1) Introduction – Présentation générale

Introduction
Présentation générale

Le Conseil international sur l’inerrance biblique a été fondé en 1977, conçu pour durer dix ans et atteindre dans ce délai un objectif précis. Celui-ci était d’oeuvrer, Dieu voulant, par des publications et l’enseignement académiques à la consolidation de la confiance chancelante du peuple chrétien dans l’entière véracité des Ecritures.

Puisqu’une telle perte de confiance estompe l’affirmation des absolus du christianisme authentique et émousse le zèle à les maintenir, la tâche paraissait urgente. Dix années d’efforts consacrés à inverser la tendance au scepticisme à l’égard de la Bible, cela ne paraissait ni trop long quant au travail à faire, ni trop lourd quant à la charge financière. Dans sa dixième année et de tous les points de vue, le Conseil considère tout ce qui a été accompli comme une raison de profonde reconnaissance envers Dieu.

Les trois conférences au sommet, organisées par le Conseil et réunissant des spécialistes de renom[1], ont été conçues comme une série logiquement ordonnée, chacune permettant de mettre à profit les compétences et d’unifier le témoignage.

– Le « sommet » de 1978 a débouché sur une reformulation, importante pour notre temps, de la conception chrétienne traditionnelle de l’Ecriture sainte: la révélation canonique donnée sous plusieurs formes de témoignages humains à la volonté, aux oeuvres et aux voies de Dieu[2].

– Le « sommet » de 1982 a suscité un très large consensus autour des principes herméneutiques et des critères de l’interprétation biblique[3].

– Le « sommet » de 1986 entendait montrer comment la Bible, correctement interprétée, est pertinente dans des domaines où règne la confusion, où fait rage la controverse, au sein de la culture occidentale aujourd’hui[4].

D’emblée, la nécessité des deuxième et troisième « sommets » a été manifeste, car croire la Bible inerrante ne sert pas à grand-chose si on ne sait pas comment l’interpréter. Quant à l’interprétation, elle implique aussi l’application aux réalités de la vie contemporaine.
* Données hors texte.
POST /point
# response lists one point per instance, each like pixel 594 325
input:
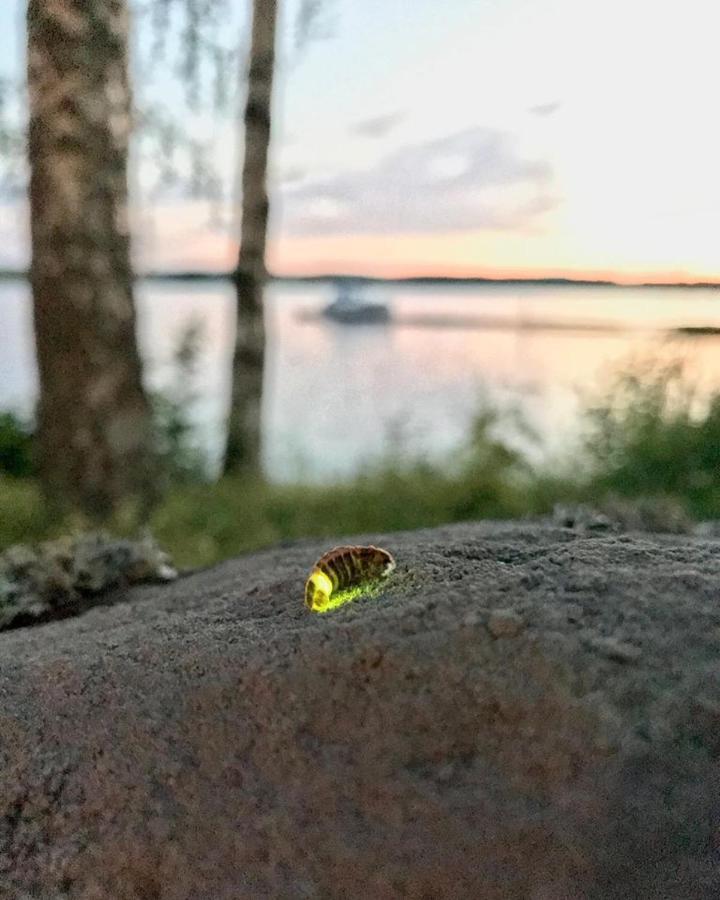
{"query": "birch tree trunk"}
pixel 243 441
pixel 94 427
Le troisième « sommet » s’est préoccupé de l’application des vérités éternelles aux situations concrètes de la fin du XXe siècle. Il n’a pas mis en relief la tâche pastorale et l’évangélisation, qui cherchent à assumer l’intériorisation et la mise en pratique de la vérité connue. Il a plutôt porté son attention sur ce que signifie vivre cette vérité dans le monde actuel. Le « sommet » ne s’est donc pas arrêté sur la discipline personnelle de la vie chrétienne parce que de très bons ouvrages existent déjà sur ce sujet et parce que la crise ne sévit pas tant sur ce point.

En revanche, il a porté son attention, en premier lieu, sur le fondement trinitaire, qui doit déterminer la vie entière de l’Eglise ainsi que son témoignage, et, en second lieu, sur un certain nombre de préoccupations en rapport avec la société que l’on pourrait regrouper sous la même rubrique de l’éthique sociale chrétienne.

Les thèmes choisis l’ont été en partie à cause de leur importance intrinsèque et en partie parce qu’il fallait dissiper le doute quant à la possibilité pour des chrétiens respectueux des Ecritures de se mettre d’accord sur la manière de les traiter.

Ainsi, comme le consensus du premier « sommet » a dissipé le doute quant à l’entente possible sur la nature des Ecritures et, celui du deuxième « sommet » le doute quant à l’entente possible sur les principes d’interprétation du texte inspiré entre défenseurs de l’inerrance, le troisième « sommet » a présenté un très large consensus sur la façon dont la Bible, à laquelle on accorde sa confiance, dirige la prière, les projets et l’action dans cette société à la dérive qu’est la société présente.

Nous remercions Dieu pour tous ces points d’accord qui revêtent à nos yeux une profonde signification pour notre temps.

James I. Packer

LIMINAIRE: LA DOCTRINE DE L’ÉCRITURE

L’action divine surnaturelle, qui a produit les Ecritures canoniques, nous a livré non pas un manuel de théologie et d’éthique, mais quelque chose de plus riche et de plus instructif: un livre de vie constitué de soixante-six livres différents et regroupant beaucoup de matériaux variés. Sa colonne vertébrale est un ensemble de récits historiques s’étalant sur des millénaires et rapportant comment Dieu le Créateur est devenu Dieu le Rédempteur après que le péché fut entré dans le monde et eut corrompu l’humanité.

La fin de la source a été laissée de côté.